Haftalardır Cumhuriyeti yıkma ve Türkiye'yi Türksüzleştirme planı gerçekleştirildiğini öne süren Dervişoğlu, "Yaşadıklarımız, duyduklarımız, verilen fotoğraflar, bu ihanet sürecinin iletişim kampanyalarıdır. Satılık kalemler, ne idüğü belirsiz sosyal medya hesapları, okyanus ötesinden hazırlanmış senaryoların uygulanma araçlarıdır. Beştepe-İmralı-Balgat hattında artık şaşıracak bir şey kalmamıştır. Eli kanlı müebbetlik bebek katili, teröristbaşından 'kurucu önder' diye bahsedilebildiği bir aşamaya geldik. Türkiye böyle bir delirmişlikle ilk defa imtihan edilmektedir. Ve bu aşama içerisinde bir terör devleti doğurtulmaktadır. Bu nesebi gayrı sahih operasyonda, iktidardakiler ortaklarıyla ebelik yarışındadır. Peki bu ani gelişen meseleler, eli çubuklu cast ajans gazetecilerinin haritada gösterdikleri gibi midir? İran'dan Kıbrıs'a kadar bütün sınırlarımızı katederek, Doğu Akdeniz'e uzanan çizgide, Türkiye nelerini kaybetmektedir? Söyleyeyim, birincisi ve en önemlisi, Türkiye'nin jeopolitik önemi ve gücü aşındırılmakta, adeta paylaşılmaktadır. Bu yeni paylaşımın ve aşınmanın en büyük, en güncel göstergesi, Türkiye'nin yeni kurulan ticaret yollarından halihazırda dışlanmasıdır. Irak'ın kuzeyi ve Suriye petrolleri, Türkiye'ye rağmen ama gerekirse Türkiye toprakları kullanarak, İsrail kontrolündeki bir Doğu Akdeniz'e akıtılacaktır" dedi.
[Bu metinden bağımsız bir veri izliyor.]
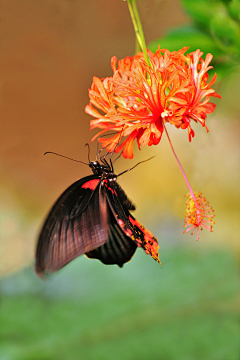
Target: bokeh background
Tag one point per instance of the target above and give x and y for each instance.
(186, 309)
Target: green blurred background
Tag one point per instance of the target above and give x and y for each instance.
(185, 310)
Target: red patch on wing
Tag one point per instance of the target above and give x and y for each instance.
(109, 187)
(150, 244)
(91, 184)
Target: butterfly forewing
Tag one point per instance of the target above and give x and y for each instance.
(76, 224)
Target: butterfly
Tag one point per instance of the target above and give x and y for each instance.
(92, 217)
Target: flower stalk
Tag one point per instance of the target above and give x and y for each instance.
(132, 6)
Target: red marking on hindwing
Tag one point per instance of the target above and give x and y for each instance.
(109, 187)
(91, 184)
(150, 243)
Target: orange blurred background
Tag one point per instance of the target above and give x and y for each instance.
(49, 53)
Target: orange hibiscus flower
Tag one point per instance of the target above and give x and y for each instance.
(136, 100)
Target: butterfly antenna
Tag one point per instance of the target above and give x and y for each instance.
(87, 144)
(118, 156)
(135, 165)
(66, 157)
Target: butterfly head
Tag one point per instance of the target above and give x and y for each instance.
(100, 169)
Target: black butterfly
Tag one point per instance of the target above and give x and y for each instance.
(92, 217)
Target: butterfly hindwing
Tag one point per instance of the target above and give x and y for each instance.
(76, 224)
(118, 249)
(128, 224)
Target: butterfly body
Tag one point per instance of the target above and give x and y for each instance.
(92, 217)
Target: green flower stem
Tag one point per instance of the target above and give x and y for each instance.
(138, 28)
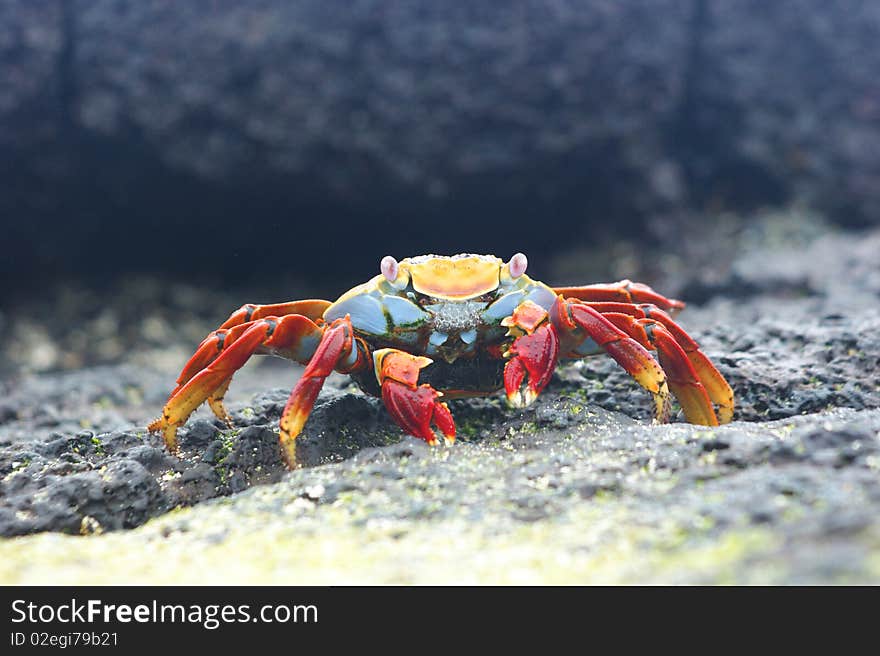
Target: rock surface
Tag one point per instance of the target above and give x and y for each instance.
(580, 487)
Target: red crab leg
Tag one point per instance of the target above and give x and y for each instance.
(716, 386)
(683, 379)
(232, 328)
(413, 407)
(275, 334)
(624, 291)
(334, 351)
(311, 308)
(570, 315)
(534, 353)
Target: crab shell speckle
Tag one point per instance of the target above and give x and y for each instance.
(445, 307)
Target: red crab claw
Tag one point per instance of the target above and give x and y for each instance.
(414, 407)
(534, 354)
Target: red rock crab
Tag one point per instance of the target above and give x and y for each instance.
(437, 327)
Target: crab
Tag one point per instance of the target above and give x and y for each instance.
(432, 328)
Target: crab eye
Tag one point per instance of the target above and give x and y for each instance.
(518, 264)
(389, 268)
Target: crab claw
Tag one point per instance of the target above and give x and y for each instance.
(533, 355)
(414, 407)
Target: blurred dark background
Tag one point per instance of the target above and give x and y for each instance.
(283, 145)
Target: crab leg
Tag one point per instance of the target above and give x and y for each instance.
(571, 316)
(683, 379)
(413, 407)
(337, 350)
(534, 353)
(311, 308)
(232, 329)
(284, 335)
(624, 291)
(716, 386)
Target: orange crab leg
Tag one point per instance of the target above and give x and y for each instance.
(272, 334)
(413, 407)
(624, 291)
(571, 316)
(716, 386)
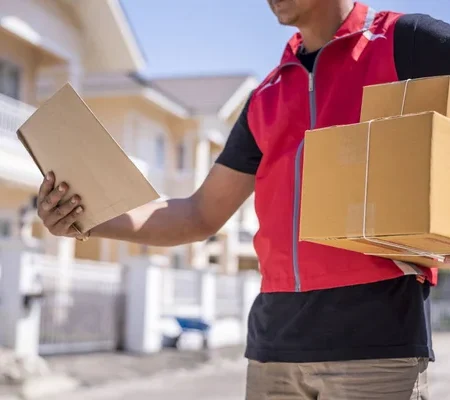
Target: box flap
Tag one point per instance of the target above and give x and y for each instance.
(425, 94)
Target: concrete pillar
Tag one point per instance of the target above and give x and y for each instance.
(229, 259)
(20, 308)
(143, 308)
(208, 296)
(200, 255)
(202, 160)
(251, 286)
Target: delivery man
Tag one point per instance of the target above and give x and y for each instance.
(328, 324)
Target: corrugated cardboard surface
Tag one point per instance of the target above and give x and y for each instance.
(65, 137)
(386, 100)
(407, 194)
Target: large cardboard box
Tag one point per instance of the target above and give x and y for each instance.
(380, 187)
(406, 97)
(65, 137)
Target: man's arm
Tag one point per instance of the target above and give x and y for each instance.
(181, 221)
(421, 47)
(176, 221)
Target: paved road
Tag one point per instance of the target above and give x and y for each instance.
(225, 380)
(219, 381)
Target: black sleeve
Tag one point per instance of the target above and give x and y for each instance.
(421, 47)
(241, 152)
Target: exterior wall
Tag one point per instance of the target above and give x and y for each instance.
(13, 198)
(25, 57)
(55, 24)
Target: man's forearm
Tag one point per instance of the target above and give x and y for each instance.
(170, 223)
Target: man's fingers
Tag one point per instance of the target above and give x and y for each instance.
(60, 212)
(51, 200)
(64, 226)
(46, 186)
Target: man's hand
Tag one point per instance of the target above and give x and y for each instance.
(58, 218)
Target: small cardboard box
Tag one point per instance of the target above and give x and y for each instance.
(406, 97)
(65, 137)
(378, 186)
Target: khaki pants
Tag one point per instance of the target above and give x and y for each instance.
(389, 379)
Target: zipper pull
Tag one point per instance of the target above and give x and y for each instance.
(311, 82)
'TERÖR, DEVLETLEŞTİRİLMEKTEDİR'

Şimdi ABD gözetiminde bir anlaşma imzalandığını iddia eden Dervişoğlu, şöyle devam etti:

"Anlaşmanın en büyük olası sonucunu söyleyeyim, Türkiye'nin Suriye sınırında güvenliği için yaptığı ve yapacağı terörle mücadele operasyonlarına imkan kalmayacaktır. Yani Suriye'de olanlar, Türkiye'de olacakların bir ön gösterimidir. Çünkü Suriye'de olanlar da Irak'ta olanların bir devam filmidir. 3 ayrı terör devleti senkronize edilmektedir. Türkiye'nin saray iktidarını koltuğunda tutmak dışındaki çıkarları için büyük bir tarihsel tehlike somutlaşmak ve resmileşmek üzeredir. Orada yeni bir 'teröristan' yapılanması ismen, cismen, resmen ya da fiilen, sahip olduğu askeri gücü bir şekilde koruyarak tüzel kişiliğe kavuştuğunda artık sınırdan geçmek için sınır ötesi operasyon değil savaş tezkeresi çıkarmak zorunda kalacağız. 'Ateşkeş' ve 'barış' laflarının içi işte böyle doldurulmaktadır. PKK, Türkiye içerisinde eritilirken, YPG ise Suriye içerisinde kuruculuk kazanmaktadır. Altını çiziyorum; terör örgütleri ve liderleri, takım elbise giydirilerek devlet adamı yapılmakta, terör ise devletleştirilmektedir. İmralı'daki müebbetlik teröristbaşı bu süreçte sadece bir kukladır. Terör hükümlüsünden barış güvercini yaratmaya çalışıp, üniter yapımızı tartışmaya açıp, içeride başkanlığı alıp güneyimizde terörün devletleşmesine aracı olup, tüm bunları da 'tarihi fırsat' diye sunmak, teslimiyetlerini örtmek çabalarıdır" diye konuştu.